There was total silence. My eyes were still covered. I was still pinned by Colin’s body, and now I was aware of his breath on my cheek, his elbows in my back, the whole weight of him.

And then he rolled off me.

“Brigid. Say something. Are you okay?”

“I think so.”

He helped me up, and boys from our camp flowed around us, all of them bright eyed and exhilarated.

The one grabbing at my arms was Andrew.

“Did you see? We stopped them. I shot one of them. I shot out the tires, too.”

“Thank you, young men,” Colin said. “You saved us. You saved our arses.”

I was still panting from adrenaline overload, and blood was hammering against my eardrums. Colin was talking to me, but I couldn’t quite make out what he was saying.

I looked into his eyes, and he said it again.

“I’m sorry, Brigid. I’m a damned fool for taking you out here. You should get the hell away from me.”

And then he put his arms around me and held me against him from hip to toe and back up to where my cheek rested against his collarbone.

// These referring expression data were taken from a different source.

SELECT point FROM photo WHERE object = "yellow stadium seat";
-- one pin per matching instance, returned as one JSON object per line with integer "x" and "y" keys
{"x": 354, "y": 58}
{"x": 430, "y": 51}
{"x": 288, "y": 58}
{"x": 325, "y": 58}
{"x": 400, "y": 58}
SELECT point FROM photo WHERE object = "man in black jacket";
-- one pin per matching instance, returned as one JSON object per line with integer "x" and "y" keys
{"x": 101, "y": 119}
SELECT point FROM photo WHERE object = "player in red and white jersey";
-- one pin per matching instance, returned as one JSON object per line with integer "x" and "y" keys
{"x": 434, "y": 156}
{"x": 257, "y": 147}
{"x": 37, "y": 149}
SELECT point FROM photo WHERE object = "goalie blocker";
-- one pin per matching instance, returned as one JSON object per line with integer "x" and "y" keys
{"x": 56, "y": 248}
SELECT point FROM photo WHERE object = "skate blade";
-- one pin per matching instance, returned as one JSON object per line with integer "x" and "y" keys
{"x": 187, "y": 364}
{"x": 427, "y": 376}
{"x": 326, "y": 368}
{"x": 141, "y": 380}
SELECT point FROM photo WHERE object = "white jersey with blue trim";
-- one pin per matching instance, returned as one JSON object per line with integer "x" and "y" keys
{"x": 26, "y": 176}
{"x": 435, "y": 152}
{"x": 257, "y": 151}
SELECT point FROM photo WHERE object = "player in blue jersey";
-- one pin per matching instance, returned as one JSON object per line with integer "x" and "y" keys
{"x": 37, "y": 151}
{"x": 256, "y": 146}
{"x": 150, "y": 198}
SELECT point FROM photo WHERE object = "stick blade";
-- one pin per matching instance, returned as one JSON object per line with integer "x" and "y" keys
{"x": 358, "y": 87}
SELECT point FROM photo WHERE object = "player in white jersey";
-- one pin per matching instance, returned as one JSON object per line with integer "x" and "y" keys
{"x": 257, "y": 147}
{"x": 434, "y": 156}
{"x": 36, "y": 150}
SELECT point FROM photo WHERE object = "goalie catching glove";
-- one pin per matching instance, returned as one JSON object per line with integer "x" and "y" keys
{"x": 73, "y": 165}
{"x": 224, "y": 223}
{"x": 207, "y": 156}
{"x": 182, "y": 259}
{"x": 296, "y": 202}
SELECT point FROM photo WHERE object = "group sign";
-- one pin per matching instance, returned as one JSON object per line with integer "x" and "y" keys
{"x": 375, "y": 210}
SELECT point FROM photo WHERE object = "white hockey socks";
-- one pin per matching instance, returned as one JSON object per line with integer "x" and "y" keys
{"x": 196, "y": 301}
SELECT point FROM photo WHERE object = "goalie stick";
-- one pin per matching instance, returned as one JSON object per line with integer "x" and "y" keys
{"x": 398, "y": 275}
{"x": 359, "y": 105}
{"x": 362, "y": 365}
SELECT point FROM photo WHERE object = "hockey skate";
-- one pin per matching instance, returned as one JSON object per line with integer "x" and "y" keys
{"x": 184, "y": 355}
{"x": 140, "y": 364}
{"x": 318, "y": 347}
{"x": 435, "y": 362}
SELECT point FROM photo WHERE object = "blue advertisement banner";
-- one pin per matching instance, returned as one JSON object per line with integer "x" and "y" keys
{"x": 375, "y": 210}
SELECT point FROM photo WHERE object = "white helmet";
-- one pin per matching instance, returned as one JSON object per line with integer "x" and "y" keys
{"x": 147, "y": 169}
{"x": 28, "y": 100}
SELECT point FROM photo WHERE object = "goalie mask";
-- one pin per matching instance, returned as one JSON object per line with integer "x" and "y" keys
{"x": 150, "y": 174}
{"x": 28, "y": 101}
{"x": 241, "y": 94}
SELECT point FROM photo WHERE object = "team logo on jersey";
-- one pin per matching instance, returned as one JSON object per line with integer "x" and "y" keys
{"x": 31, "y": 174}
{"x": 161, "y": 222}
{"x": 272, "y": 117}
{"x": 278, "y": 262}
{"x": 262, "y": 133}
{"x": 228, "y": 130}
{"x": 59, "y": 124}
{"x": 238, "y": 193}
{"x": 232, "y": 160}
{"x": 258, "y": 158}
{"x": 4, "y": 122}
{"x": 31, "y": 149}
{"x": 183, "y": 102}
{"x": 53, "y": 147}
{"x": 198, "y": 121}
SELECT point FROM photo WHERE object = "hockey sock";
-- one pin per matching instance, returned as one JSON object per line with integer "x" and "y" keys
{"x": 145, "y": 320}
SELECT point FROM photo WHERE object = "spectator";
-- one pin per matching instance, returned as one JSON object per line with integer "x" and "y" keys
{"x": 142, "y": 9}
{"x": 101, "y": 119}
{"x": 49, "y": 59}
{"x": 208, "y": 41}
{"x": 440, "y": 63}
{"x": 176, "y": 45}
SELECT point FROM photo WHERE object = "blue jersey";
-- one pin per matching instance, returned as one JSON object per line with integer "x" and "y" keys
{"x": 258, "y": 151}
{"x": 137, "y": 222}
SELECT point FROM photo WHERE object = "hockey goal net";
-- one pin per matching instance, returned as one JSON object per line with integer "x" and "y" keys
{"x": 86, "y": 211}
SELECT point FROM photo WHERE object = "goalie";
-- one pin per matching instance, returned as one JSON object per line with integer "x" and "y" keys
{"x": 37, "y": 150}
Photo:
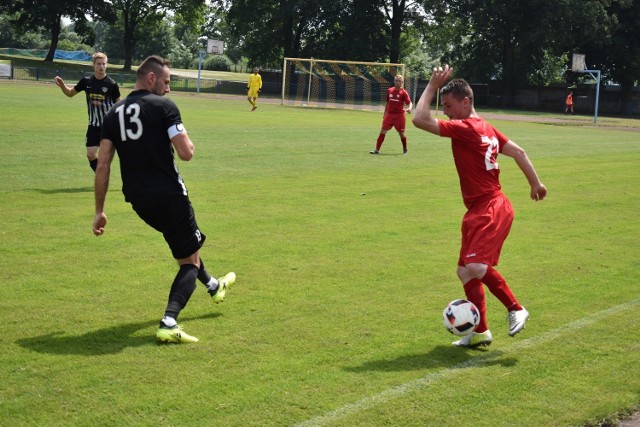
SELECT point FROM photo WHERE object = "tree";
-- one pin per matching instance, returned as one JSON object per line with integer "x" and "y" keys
{"x": 511, "y": 41}
{"x": 36, "y": 15}
{"x": 615, "y": 49}
{"x": 400, "y": 13}
{"x": 136, "y": 17}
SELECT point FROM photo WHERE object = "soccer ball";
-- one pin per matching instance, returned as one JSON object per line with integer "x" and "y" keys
{"x": 461, "y": 317}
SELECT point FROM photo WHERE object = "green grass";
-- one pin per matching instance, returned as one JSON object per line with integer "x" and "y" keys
{"x": 344, "y": 262}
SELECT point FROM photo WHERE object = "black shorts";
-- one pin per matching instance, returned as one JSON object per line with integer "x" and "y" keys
{"x": 93, "y": 136}
{"x": 175, "y": 219}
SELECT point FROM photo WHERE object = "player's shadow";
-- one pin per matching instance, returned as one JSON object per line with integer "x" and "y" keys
{"x": 64, "y": 190}
{"x": 439, "y": 357}
{"x": 100, "y": 342}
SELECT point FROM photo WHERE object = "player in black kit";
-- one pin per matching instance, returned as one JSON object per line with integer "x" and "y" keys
{"x": 145, "y": 130}
{"x": 102, "y": 92}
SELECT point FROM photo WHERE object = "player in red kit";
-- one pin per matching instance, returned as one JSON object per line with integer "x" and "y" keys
{"x": 394, "y": 111}
{"x": 486, "y": 224}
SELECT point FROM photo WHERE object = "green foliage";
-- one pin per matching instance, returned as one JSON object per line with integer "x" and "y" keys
{"x": 344, "y": 261}
{"x": 216, "y": 63}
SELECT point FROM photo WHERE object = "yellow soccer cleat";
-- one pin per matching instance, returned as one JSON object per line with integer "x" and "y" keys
{"x": 174, "y": 335}
{"x": 223, "y": 284}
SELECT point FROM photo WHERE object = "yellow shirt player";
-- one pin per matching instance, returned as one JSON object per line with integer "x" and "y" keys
{"x": 253, "y": 88}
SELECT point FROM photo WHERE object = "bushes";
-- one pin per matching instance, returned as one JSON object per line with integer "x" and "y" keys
{"x": 217, "y": 63}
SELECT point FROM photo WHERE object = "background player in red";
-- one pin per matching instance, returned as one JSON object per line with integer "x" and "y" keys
{"x": 394, "y": 111}
{"x": 486, "y": 224}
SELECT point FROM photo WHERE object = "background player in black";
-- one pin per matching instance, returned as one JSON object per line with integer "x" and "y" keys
{"x": 145, "y": 130}
{"x": 102, "y": 93}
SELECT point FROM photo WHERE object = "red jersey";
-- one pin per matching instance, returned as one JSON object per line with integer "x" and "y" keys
{"x": 475, "y": 145}
{"x": 396, "y": 100}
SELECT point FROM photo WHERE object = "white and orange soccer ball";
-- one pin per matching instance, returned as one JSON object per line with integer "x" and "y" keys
{"x": 461, "y": 317}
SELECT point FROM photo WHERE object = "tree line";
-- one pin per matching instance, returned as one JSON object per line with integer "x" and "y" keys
{"x": 517, "y": 42}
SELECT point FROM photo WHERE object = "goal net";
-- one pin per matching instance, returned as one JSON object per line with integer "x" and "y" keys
{"x": 337, "y": 84}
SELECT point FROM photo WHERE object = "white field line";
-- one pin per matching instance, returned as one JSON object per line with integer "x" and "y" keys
{"x": 403, "y": 389}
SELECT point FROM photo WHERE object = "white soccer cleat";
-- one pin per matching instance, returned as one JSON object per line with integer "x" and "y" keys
{"x": 517, "y": 320}
{"x": 475, "y": 339}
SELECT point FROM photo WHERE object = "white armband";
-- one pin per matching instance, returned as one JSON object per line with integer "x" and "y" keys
{"x": 175, "y": 130}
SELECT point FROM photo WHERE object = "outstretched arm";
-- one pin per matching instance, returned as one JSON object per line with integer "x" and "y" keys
{"x": 538, "y": 190}
{"x": 422, "y": 114}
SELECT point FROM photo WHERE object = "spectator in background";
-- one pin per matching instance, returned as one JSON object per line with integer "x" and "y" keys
{"x": 569, "y": 103}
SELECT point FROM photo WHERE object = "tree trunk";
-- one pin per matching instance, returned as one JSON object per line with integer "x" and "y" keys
{"x": 129, "y": 43}
{"x": 396, "y": 28}
{"x": 508, "y": 58}
{"x": 56, "y": 28}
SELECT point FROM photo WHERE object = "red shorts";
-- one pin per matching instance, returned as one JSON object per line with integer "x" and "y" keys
{"x": 397, "y": 120}
{"x": 485, "y": 227}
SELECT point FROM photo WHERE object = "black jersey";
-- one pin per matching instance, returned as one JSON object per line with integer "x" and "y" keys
{"x": 101, "y": 95}
{"x": 139, "y": 127}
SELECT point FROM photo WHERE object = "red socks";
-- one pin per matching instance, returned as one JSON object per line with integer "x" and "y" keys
{"x": 380, "y": 141}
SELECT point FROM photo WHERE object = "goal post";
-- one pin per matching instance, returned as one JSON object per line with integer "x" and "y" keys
{"x": 337, "y": 84}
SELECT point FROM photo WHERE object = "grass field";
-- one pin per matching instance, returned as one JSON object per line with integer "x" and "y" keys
{"x": 344, "y": 262}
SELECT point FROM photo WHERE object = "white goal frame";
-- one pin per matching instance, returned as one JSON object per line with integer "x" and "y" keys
{"x": 337, "y": 84}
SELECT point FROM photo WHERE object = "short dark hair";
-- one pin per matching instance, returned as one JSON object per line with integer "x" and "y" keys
{"x": 459, "y": 88}
{"x": 153, "y": 63}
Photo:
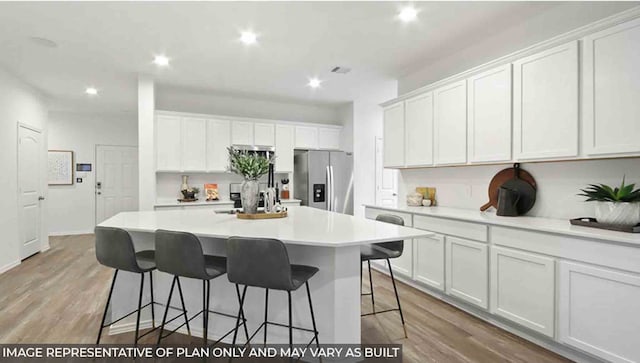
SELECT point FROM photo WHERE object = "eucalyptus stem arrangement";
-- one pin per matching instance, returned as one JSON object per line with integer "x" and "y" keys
{"x": 250, "y": 165}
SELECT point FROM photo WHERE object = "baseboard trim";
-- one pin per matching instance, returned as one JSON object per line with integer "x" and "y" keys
{"x": 9, "y": 266}
{"x": 69, "y": 233}
{"x": 544, "y": 342}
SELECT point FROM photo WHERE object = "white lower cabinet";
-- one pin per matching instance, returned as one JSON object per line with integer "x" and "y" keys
{"x": 467, "y": 271}
{"x": 523, "y": 288}
{"x": 428, "y": 267}
{"x": 599, "y": 311}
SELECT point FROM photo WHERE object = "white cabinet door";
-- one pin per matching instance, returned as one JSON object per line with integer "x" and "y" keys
{"x": 194, "y": 144}
{"x": 467, "y": 271}
{"x": 523, "y": 288}
{"x": 599, "y": 311}
{"x": 419, "y": 130}
{"x": 218, "y": 140}
{"x": 490, "y": 115}
{"x": 242, "y": 133}
{"x": 450, "y": 123}
{"x": 393, "y": 134}
{"x": 264, "y": 134}
{"x": 306, "y": 137}
{"x": 429, "y": 261}
{"x": 168, "y": 143}
{"x": 328, "y": 138}
{"x": 284, "y": 148}
{"x": 611, "y": 102}
{"x": 545, "y": 104}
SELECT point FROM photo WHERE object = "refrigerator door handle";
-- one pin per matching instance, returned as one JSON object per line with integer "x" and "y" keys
{"x": 333, "y": 201}
{"x": 328, "y": 191}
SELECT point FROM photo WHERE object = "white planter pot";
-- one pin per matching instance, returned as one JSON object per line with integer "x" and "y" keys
{"x": 627, "y": 214}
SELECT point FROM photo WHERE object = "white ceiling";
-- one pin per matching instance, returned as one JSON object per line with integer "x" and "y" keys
{"x": 107, "y": 44}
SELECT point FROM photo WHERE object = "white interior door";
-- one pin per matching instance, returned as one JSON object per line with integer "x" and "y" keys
{"x": 29, "y": 190}
{"x": 386, "y": 180}
{"x": 116, "y": 180}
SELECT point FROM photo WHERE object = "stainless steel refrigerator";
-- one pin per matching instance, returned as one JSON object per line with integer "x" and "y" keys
{"x": 324, "y": 180}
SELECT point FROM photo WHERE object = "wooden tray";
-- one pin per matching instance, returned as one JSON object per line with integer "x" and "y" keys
{"x": 261, "y": 215}
{"x": 591, "y": 222}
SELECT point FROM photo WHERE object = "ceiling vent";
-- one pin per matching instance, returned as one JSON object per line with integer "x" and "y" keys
{"x": 341, "y": 70}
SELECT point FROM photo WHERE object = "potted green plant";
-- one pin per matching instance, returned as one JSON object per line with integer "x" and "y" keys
{"x": 619, "y": 205}
{"x": 251, "y": 166}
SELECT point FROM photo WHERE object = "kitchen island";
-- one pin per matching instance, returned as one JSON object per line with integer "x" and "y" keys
{"x": 327, "y": 240}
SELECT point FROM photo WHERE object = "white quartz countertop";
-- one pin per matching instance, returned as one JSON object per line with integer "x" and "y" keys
{"x": 202, "y": 201}
{"x": 303, "y": 226}
{"x": 538, "y": 224}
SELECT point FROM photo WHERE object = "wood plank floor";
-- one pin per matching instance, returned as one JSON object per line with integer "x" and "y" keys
{"x": 58, "y": 297}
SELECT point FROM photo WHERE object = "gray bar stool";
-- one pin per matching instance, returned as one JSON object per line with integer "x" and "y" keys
{"x": 180, "y": 254}
{"x": 384, "y": 251}
{"x": 114, "y": 248}
{"x": 265, "y": 263}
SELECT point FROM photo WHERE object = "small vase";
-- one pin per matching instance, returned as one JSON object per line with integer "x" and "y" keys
{"x": 250, "y": 196}
{"x": 625, "y": 214}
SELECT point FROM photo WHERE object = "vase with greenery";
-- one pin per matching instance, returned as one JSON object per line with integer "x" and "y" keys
{"x": 251, "y": 166}
{"x": 619, "y": 205}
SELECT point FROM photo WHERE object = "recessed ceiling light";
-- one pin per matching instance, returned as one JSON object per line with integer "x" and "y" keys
{"x": 91, "y": 91}
{"x": 408, "y": 14}
{"x": 44, "y": 42}
{"x": 248, "y": 37}
{"x": 161, "y": 61}
{"x": 314, "y": 83}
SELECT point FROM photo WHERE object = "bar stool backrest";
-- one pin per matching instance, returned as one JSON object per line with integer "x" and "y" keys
{"x": 180, "y": 254}
{"x": 259, "y": 262}
{"x": 114, "y": 248}
{"x": 397, "y": 246}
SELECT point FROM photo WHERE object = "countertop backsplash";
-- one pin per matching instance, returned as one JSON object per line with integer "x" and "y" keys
{"x": 558, "y": 183}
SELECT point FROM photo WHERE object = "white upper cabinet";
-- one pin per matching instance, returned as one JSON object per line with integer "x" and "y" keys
{"x": 546, "y": 104}
{"x": 418, "y": 123}
{"x": 241, "y": 133}
{"x": 306, "y": 137}
{"x": 490, "y": 115}
{"x": 450, "y": 123}
{"x": 611, "y": 83}
{"x": 328, "y": 138}
{"x": 393, "y": 153}
{"x": 284, "y": 148}
{"x": 168, "y": 143}
{"x": 194, "y": 144}
{"x": 264, "y": 134}
{"x": 218, "y": 140}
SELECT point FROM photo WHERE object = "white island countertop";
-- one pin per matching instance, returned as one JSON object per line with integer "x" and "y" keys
{"x": 303, "y": 226}
{"x": 538, "y": 224}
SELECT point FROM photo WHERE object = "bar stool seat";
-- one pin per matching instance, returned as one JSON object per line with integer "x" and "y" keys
{"x": 373, "y": 252}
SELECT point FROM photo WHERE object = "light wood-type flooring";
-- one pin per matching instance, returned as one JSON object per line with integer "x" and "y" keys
{"x": 58, "y": 297}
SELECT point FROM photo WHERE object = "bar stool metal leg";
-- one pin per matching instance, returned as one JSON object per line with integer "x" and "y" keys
{"x": 184, "y": 308}
{"x": 153, "y": 308}
{"x": 166, "y": 309}
{"x": 106, "y": 307}
{"x": 395, "y": 289}
{"x": 266, "y": 313}
{"x": 313, "y": 317}
{"x": 139, "y": 307}
{"x": 373, "y": 300}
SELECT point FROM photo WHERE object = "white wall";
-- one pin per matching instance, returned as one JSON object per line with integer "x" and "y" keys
{"x": 558, "y": 183}
{"x": 555, "y": 21}
{"x": 207, "y": 102}
{"x": 367, "y": 126}
{"x": 19, "y": 102}
{"x": 71, "y": 208}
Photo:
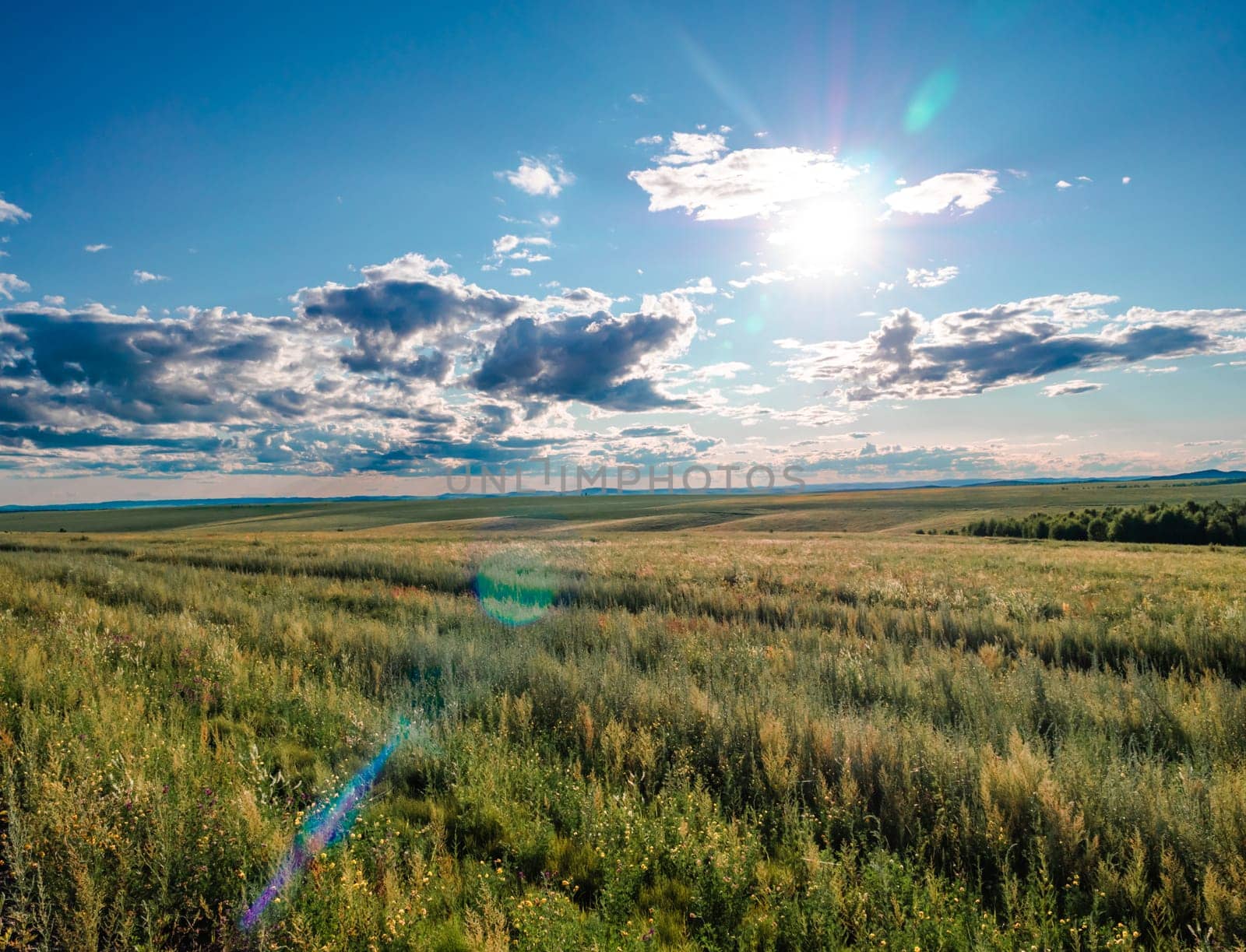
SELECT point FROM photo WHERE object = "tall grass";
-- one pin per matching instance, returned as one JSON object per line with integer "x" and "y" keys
{"x": 716, "y": 742}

He said, “I’ve wanted to do this from the moment I first saw you.”

I didn’t say it, but I’d had the same thought since the moment I first saw him.





Chapter 12



THE YOUNG men and boys circled back, jumped up and down around us, laughing, one of them, Nadir, shouting out, “Ba-bam. Ba-bam-bam. I got you. I killed you, dead.”

Nadir was about fourteen, spunky and irrepressible, even in a place as hopeless as this. He had befriended the doctors and often went on supply runs to the village with Colin and Jimmy. Now he volunteered to escort us back to the gates.

“Doctors. Stay close to me. Please pick up your feet and keep up.”